Cabinet office minister David Lidington told the House of Commons that an investigation by the official receiver, which took over the running of Carillion yesterday after it entered liquidation, would look at past and present directors at the company.
Talks to save Carillion, which holds around 450 contracts for work in the public sector, were ongoing through the weekend as the business struggled under approximately £1.7bn of current liabilities.
The company’s previous chief executive, Richard Howson, stood down in July last year after Carillion issued a profits warning and laid bare the difficulties it faced in managing debt.
However, the Institute of Directors (IoD) has attacked Carillion’s governance after it emerged that the company relaxed clawback provisions in 2016 for executive bonuses.
Roger Barker, head of governance at the IoD, said: “Today’s outcome suggests that effective governance was lacking at Carillion, and we must now consider if the board and shareholders exercised appropriate oversight prior to the collapse.”
He added: “There are some worrying signs. The relation of clawback conditions for executive bonuses in 2016 appears in retrospect to be highly inappropriate. It does no good to the reputation of UK business when top managers appear to benefit in spite of the collapse of the organisations that they are responsible for.
“Going forward, it may be necessary for government to consider how it can better monitor the robustness of governance at key contractors.”
David Lidington said in the Commons that business secretary, Greg Clark, has asked the official receiver to: “look not only at the conduct of the directors at the point of the company’s insolvency but also at that of any previous directors, to determine whether their actions might have caused detriment to the company’s creditors.
“That includes detriment to any employees who are owed money. The investigation will also consider whether any action by directors has caused detriment to the pension schemes.”
He appeared to confirm that the investigation would look at changes to Carillion’s clawback measures.
The Investment Association’s Public Register shows that shareholders backed Carillion’s remuneration report, with 79.9% of votes on 3 May, 2017, and 20% against.
In a short statement, the Financial Reporting Council (FRC), which regulates auditors and accountants, said it had been monitoring Carillion for “some time”.
“We have the powers to investigate the circumstance relating to the audit of Carillion as well as the actions of the relevant accounting professionals.”
The FRC said another statement would follow shortly.
The Times reports this morning that the role of Crown representative for Carillion—a government appointment supervising companies with government contracts—had been left vacant from August until November. The company issued a profits warning in July.
In its annual report for 2016, dated 1 March last year, Carillion gave an updated assessment of its performance, with revenues up 14% to £5.2bn and profits at £178m. However, current liabilities stood at £1.7bn against current assets of £1.8bn. Non-current liabilities at that time were £1bn.
However, on 10 July came the profits warning and the departure of Howson.

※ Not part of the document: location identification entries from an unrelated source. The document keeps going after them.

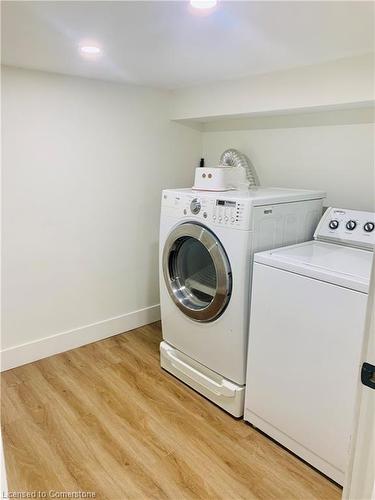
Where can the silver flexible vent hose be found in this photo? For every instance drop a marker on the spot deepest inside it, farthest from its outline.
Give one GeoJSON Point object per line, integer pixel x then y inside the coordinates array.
{"type": "Point", "coordinates": [234, 158]}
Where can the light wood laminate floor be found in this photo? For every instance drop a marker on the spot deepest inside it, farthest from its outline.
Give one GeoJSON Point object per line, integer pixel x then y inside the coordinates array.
{"type": "Point", "coordinates": [106, 418]}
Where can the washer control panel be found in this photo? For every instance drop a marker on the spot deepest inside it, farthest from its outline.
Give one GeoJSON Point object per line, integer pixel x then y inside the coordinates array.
{"type": "Point", "coordinates": [219, 211]}
{"type": "Point", "coordinates": [349, 227]}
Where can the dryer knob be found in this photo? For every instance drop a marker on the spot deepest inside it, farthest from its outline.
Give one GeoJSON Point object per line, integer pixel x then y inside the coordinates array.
{"type": "Point", "coordinates": [195, 206]}
{"type": "Point", "coordinates": [333, 224]}
{"type": "Point", "coordinates": [351, 224]}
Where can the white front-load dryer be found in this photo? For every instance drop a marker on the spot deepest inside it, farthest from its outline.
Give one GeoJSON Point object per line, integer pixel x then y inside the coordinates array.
{"type": "Point", "coordinates": [206, 246]}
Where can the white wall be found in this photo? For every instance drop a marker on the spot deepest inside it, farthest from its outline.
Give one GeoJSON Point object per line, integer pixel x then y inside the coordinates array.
{"type": "Point", "coordinates": [337, 158]}
{"type": "Point", "coordinates": [84, 163]}
{"type": "Point", "coordinates": [337, 83]}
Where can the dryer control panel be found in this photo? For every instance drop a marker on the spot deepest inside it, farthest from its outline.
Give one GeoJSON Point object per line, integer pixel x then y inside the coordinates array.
{"type": "Point", "coordinates": [348, 227]}
{"type": "Point", "coordinates": [218, 211]}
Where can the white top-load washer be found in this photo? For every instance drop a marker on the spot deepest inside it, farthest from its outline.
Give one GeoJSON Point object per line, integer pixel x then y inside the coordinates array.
{"type": "Point", "coordinates": [206, 244]}
{"type": "Point", "coordinates": [306, 326]}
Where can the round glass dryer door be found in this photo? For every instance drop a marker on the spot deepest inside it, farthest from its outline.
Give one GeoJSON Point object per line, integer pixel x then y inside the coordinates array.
{"type": "Point", "coordinates": [197, 272]}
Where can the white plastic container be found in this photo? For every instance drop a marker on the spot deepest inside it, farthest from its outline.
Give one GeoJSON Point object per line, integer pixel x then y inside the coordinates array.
{"type": "Point", "coordinates": [220, 178]}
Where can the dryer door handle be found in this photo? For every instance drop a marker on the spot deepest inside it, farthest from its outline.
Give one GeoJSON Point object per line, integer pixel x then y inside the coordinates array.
{"type": "Point", "coordinates": [225, 389]}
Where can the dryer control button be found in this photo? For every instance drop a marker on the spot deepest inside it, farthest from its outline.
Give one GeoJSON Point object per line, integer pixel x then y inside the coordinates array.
{"type": "Point", "coordinates": [195, 206]}
{"type": "Point", "coordinates": [351, 224]}
{"type": "Point", "coordinates": [333, 224]}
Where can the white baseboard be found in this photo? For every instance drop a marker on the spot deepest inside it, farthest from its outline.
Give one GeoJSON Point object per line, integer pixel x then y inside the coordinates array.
{"type": "Point", "coordinates": [64, 341]}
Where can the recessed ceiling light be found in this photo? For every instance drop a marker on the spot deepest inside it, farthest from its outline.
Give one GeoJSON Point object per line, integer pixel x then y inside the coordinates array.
{"type": "Point", "coordinates": [90, 50]}
{"type": "Point", "coordinates": [203, 4]}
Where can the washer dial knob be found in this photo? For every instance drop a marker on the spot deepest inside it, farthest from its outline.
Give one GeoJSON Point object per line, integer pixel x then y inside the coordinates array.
{"type": "Point", "coordinates": [369, 227]}
{"type": "Point", "coordinates": [351, 224]}
{"type": "Point", "coordinates": [195, 206]}
{"type": "Point", "coordinates": [333, 224]}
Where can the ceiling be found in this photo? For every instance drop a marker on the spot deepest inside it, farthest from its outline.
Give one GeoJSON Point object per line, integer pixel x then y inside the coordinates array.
{"type": "Point", "coordinates": [167, 45]}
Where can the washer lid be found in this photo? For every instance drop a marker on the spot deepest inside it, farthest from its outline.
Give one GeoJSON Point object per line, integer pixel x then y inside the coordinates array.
{"type": "Point", "coordinates": [337, 264]}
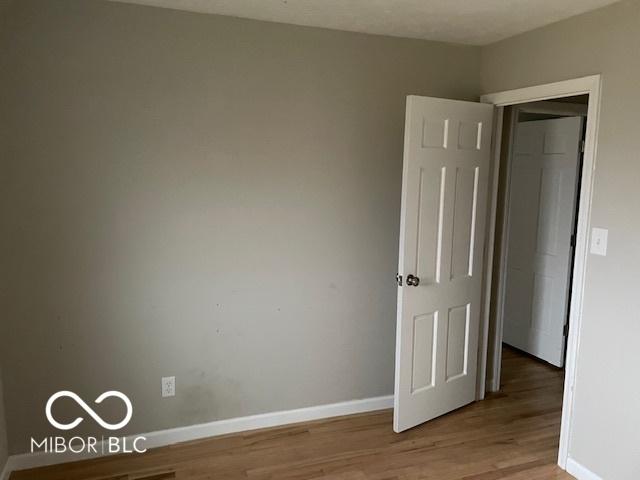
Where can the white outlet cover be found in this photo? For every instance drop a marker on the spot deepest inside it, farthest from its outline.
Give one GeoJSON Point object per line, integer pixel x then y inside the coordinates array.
{"type": "Point", "coordinates": [599, 241]}
{"type": "Point", "coordinates": [168, 386]}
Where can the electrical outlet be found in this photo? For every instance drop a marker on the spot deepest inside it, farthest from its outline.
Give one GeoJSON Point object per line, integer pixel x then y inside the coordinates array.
{"type": "Point", "coordinates": [168, 386]}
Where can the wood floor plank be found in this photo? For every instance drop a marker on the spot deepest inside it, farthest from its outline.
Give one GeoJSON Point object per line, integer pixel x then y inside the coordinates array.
{"type": "Point", "coordinates": [512, 435]}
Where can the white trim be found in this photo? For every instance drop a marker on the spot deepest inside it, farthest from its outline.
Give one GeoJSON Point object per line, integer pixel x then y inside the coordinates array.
{"type": "Point", "coordinates": [580, 471]}
{"type": "Point", "coordinates": [212, 429]}
{"type": "Point", "coordinates": [481, 387]}
{"type": "Point", "coordinates": [554, 108]}
{"type": "Point", "coordinates": [590, 85]}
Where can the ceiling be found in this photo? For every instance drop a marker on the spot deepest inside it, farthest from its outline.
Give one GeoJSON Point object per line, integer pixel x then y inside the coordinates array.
{"type": "Point", "coordinates": [474, 22]}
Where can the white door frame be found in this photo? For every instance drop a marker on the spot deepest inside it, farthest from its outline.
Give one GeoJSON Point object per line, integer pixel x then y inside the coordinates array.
{"type": "Point", "coordinates": [590, 85]}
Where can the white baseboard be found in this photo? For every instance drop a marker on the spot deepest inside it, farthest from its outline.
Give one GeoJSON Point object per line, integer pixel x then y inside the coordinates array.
{"type": "Point", "coordinates": [212, 429]}
{"type": "Point", "coordinates": [580, 471]}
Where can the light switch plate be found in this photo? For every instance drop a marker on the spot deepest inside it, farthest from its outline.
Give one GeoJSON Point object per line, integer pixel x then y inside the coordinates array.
{"type": "Point", "coordinates": [168, 386]}
{"type": "Point", "coordinates": [599, 241]}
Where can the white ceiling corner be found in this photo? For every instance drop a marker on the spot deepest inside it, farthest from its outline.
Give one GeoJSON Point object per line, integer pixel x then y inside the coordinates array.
{"type": "Point", "coordinates": [472, 22]}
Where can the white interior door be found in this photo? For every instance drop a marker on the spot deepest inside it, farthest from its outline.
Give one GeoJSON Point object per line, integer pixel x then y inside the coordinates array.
{"type": "Point", "coordinates": [541, 218]}
{"type": "Point", "coordinates": [442, 231]}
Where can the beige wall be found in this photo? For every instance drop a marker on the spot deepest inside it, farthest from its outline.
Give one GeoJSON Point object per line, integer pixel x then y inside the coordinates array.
{"type": "Point", "coordinates": [206, 197]}
{"type": "Point", "coordinates": [606, 437]}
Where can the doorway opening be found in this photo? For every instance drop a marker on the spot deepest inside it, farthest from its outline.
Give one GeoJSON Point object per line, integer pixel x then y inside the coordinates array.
{"type": "Point", "coordinates": [535, 271]}
{"type": "Point", "coordinates": [540, 171]}
{"type": "Point", "coordinates": [449, 331]}
{"type": "Point", "coordinates": [537, 209]}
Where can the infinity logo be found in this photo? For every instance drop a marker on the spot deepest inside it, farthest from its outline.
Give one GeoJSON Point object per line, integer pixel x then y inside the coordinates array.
{"type": "Point", "coordinates": [89, 410]}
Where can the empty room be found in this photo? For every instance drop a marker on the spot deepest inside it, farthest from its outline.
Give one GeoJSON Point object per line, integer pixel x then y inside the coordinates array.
{"type": "Point", "coordinates": [323, 240]}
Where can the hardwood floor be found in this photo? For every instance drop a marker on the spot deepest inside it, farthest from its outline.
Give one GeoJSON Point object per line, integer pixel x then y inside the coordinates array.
{"type": "Point", "coordinates": [511, 435]}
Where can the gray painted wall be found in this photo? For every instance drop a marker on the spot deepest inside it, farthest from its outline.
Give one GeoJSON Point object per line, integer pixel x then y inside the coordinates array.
{"type": "Point", "coordinates": [606, 437]}
{"type": "Point", "coordinates": [4, 450]}
{"type": "Point", "coordinates": [206, 197]}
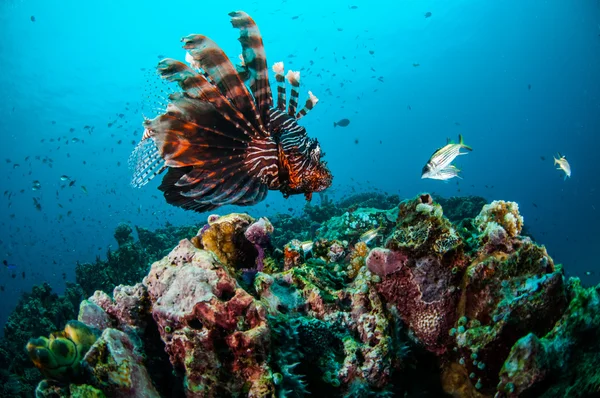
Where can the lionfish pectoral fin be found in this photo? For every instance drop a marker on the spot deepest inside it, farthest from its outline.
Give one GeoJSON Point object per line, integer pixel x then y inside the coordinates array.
{"type": "Point", "coordinates": [146, 162]}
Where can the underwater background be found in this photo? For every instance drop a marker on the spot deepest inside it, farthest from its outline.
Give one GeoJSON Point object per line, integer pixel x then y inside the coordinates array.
{"type": "Point", "coordinates": [520, 80]}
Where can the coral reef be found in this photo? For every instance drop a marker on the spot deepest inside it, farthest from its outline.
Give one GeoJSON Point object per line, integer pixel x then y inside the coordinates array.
{"type": "Point", "coordinates": [213, 330]}
{"type": "Point", "coordinates": [37, 314]}
{"type": "Point", "coordinates": [464, 307]}
{"type": "Point", "coordinates": [137, 254]}
{"type": "Point", "coordinates": [59, 356]}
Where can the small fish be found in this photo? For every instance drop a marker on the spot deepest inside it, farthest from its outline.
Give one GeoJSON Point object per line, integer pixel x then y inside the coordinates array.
{"type": "Point", "coordinates": [37, 204]}
{"type": "Point", "coordinates": [445, 174]}
{"type": "Point", "coordinates": [442, 158]}
{"type": "Point", "coordinates": [307, 246]}
{"type": "Point", "coordinates": [342, 123]}
{"type": "Point", "coordinates": [563, 165]}
{"type": "Point", "coordinates": [369, 235]}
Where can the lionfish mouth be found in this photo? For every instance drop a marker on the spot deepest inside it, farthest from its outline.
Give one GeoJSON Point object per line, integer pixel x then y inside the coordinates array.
{"type": "Point", "coordinates": [221, 140]}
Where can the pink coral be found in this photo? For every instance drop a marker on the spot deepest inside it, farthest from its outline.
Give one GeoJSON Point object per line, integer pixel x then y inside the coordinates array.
{"type": "Point", "coordinates": [198, 306]}
{"type": "Point", "coordinates": [384, 262]}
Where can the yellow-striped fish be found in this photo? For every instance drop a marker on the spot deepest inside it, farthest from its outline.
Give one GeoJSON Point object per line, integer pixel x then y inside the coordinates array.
{"type": "Point", "coordinates": [446, 174]}
{"type": "Point", "coordinates": [563, 165]}
{"type": "Point", "coordinates": [443, 157]}
{"type": "Point", "coordinates": [306, 246]}
{"type": "Point", "coordinates": [369, 235]}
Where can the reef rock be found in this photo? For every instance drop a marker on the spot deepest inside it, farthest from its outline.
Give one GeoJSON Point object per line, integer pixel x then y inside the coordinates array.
{"type": "Point", "coordinates": [116, 368]}
{"type": "Point", "coordinates": [420, 271]}
{"type": "Point", "coordinates": [470, 309]}
{"type": "Point", "coordinates": [213, 330]}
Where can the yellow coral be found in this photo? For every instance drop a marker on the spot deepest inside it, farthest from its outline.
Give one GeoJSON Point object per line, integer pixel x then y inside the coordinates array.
{"type": "Point", "coordinates": [222, 235]}
{"type": "Point", "coordinates": [447, 241]}
{"type": "Point", "coordinates": [58, 357]}
{"type": "Point", "coordinates": [505, 214]}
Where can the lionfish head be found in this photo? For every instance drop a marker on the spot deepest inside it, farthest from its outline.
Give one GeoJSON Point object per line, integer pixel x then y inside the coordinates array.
{"type": "Point", "coordinates": [316, 177]}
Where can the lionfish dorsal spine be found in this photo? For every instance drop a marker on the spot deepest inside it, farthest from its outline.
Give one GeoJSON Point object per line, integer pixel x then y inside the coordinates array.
{"type": "Point", "coordinates": [294, 79]}
{"type": "Point", "coordinates": [254, 60]}
{"type": "Point", "coordinates": [310, 103]}
{"type": "Point", "coordinates": [280, 79]}
{"type": "Point", "coordinates": [197, 85]}
{"type": "Point", "coordinates": [211, 58]}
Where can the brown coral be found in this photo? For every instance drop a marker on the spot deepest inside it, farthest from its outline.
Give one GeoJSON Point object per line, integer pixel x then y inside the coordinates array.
{"type": "Point", "coordinates": [357, 259]}
{"type": "Point", "coordinates": [225, 237]}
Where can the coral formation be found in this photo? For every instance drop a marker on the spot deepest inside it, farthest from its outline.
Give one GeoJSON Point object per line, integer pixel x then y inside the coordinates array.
{"type": "Point", "coordinates": [198, 306]}
{"type": "Point", "coordinates": [467, 307]}
{"type": "Point", "coordinates": [59, 356]}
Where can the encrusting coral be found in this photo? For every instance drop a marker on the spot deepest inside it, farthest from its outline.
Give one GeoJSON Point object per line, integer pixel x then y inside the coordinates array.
{"type": "Point", "coordinates": [471, 309]}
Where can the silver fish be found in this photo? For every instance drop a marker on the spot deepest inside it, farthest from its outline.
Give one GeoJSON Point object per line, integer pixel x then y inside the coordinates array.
{"type": "Point", "coordinates": [443, 157]}
{"type": "Point", "coordinates": [563, 165]}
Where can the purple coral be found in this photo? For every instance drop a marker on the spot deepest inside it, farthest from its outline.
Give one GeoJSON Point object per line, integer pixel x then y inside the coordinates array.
{"type": "Point", "coordinates": [259, 234]}
{"type": "Point", "coordinates": [384, 262]}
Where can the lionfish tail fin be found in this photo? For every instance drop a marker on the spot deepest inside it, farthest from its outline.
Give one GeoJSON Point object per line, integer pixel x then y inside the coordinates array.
{"type": "Point", "coordinates": [280, 78]}
{"type": "Point", "coordinates": [294, 79]}
{"type": "Point", "coordinates": [146, 162]}
{"type": "Point", "coordinates": [310, 103]}
{"type": "Point", "coordinates": [255, 61]}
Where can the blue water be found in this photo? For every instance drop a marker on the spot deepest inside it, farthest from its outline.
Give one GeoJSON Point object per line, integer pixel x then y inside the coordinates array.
{"type": "Point", "coordinates": [80, 64]}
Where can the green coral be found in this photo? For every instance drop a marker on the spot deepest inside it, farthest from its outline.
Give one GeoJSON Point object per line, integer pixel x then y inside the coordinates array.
{"type": "Point", "coordinates": [37, 313]}
{"type": "Point", "coordinates": [569, 354]}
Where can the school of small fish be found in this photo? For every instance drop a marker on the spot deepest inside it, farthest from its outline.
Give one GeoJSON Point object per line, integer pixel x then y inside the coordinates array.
{"type": "Point", "coordinates": [62, 191]}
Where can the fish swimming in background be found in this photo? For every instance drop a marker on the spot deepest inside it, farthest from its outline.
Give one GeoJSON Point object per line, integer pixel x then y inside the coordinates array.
{"type": "Point", "coordinates": [341, 123]}
{"type": "Point", "coordinates": [445, 174]}
{"type": "Point", "coordinates": [222, 143]}
{"type": "Point", "coordinates": [563, 165]}
{"type": "Point", "coordinates": [442, 158]}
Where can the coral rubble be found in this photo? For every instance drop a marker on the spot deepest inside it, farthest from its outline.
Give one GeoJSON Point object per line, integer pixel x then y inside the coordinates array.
{"type": "Point", "coordinates": [466, 307]}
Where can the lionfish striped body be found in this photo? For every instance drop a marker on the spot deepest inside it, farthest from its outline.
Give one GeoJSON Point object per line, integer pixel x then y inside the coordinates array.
{"type": "Point", "coordinates": [222, 143]}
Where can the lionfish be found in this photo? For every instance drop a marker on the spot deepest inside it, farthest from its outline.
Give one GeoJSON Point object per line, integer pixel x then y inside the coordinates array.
{"type": "Point", "coordinates": [222, 142]}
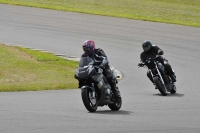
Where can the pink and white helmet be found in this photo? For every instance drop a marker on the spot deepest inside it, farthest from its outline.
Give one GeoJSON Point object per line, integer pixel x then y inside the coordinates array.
{"type": "Point", "coordinates": [88, 46]}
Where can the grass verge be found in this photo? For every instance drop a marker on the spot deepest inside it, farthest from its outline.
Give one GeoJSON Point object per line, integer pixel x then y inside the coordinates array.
{"type": "Point", "coordinates": [23, 69]}
{"type": "Point", "coordinates": [183, 12]}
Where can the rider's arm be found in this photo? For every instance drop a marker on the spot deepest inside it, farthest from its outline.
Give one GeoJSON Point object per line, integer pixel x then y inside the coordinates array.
{"type": "Point", "coordinates": [103, 57]}
{"type": "Point", "coordinates": [158, 50]}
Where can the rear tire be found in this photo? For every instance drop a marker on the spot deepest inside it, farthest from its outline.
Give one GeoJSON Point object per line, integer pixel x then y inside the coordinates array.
{"type": "Point", "coordinates": [160, 86]}
{"type": "Point", "coordinates": [116, 105]}
{"type": "Point", "coordinates": [90, 104]}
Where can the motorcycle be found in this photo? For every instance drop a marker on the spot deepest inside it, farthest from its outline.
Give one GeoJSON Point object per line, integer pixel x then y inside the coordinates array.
{"type": "Point", "coordinates": [95, 90]}
{"type": "Point", "coordinates": [162, 80]}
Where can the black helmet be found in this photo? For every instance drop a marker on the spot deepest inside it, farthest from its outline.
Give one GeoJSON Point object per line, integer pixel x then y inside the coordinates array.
{"type": "Point", "coordinates": [146, 46]}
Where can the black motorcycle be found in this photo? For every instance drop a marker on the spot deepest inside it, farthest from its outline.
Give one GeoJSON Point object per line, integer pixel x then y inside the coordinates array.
{"type": "Point", "coordinates": [95, 89]}
{"type": "Point", "coordinates": [161, 78]}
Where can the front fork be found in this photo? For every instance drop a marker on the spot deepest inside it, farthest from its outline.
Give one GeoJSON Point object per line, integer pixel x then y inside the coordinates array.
{"type": "Point", "coordinates": [92, 88]}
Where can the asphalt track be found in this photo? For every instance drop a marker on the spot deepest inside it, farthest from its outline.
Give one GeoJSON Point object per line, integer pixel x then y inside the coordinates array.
{"type": "Point", "coordinates": [144, 110]}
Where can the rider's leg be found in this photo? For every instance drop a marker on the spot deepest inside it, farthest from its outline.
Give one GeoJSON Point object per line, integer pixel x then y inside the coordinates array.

A statement said a “deterioration in cash flows” on a number of construction projects had led the board to undertake an “enhanced review of all of the group’s material contracts.” Provisions were made of £845m, with £470m of that for overseas contracts.
Importantly, net borrowing for the year was forecast to be £695m. The board was in the process of making savings and disposals to head off a debt crisis. It had also suspended a dividend for 2017 with a cash saving of £80m.
Carillion’s board also announced a “comprehensive review of the business and the capital structure”.
Chairman Philip Green made it clear that the company did not expect to meet its target for “reducing leverage for the full year”.
Carillion issued a further warning in November that it expected to breach its covenants on 31 December 2017, and the forecast for average net borrowing for the year had worsened to between £875m to £925m. The statement said talks were underway to amend the covenants. Interim chief executive Keith Cochrane said discussions were focused on rebuilding the company’s balance sheet.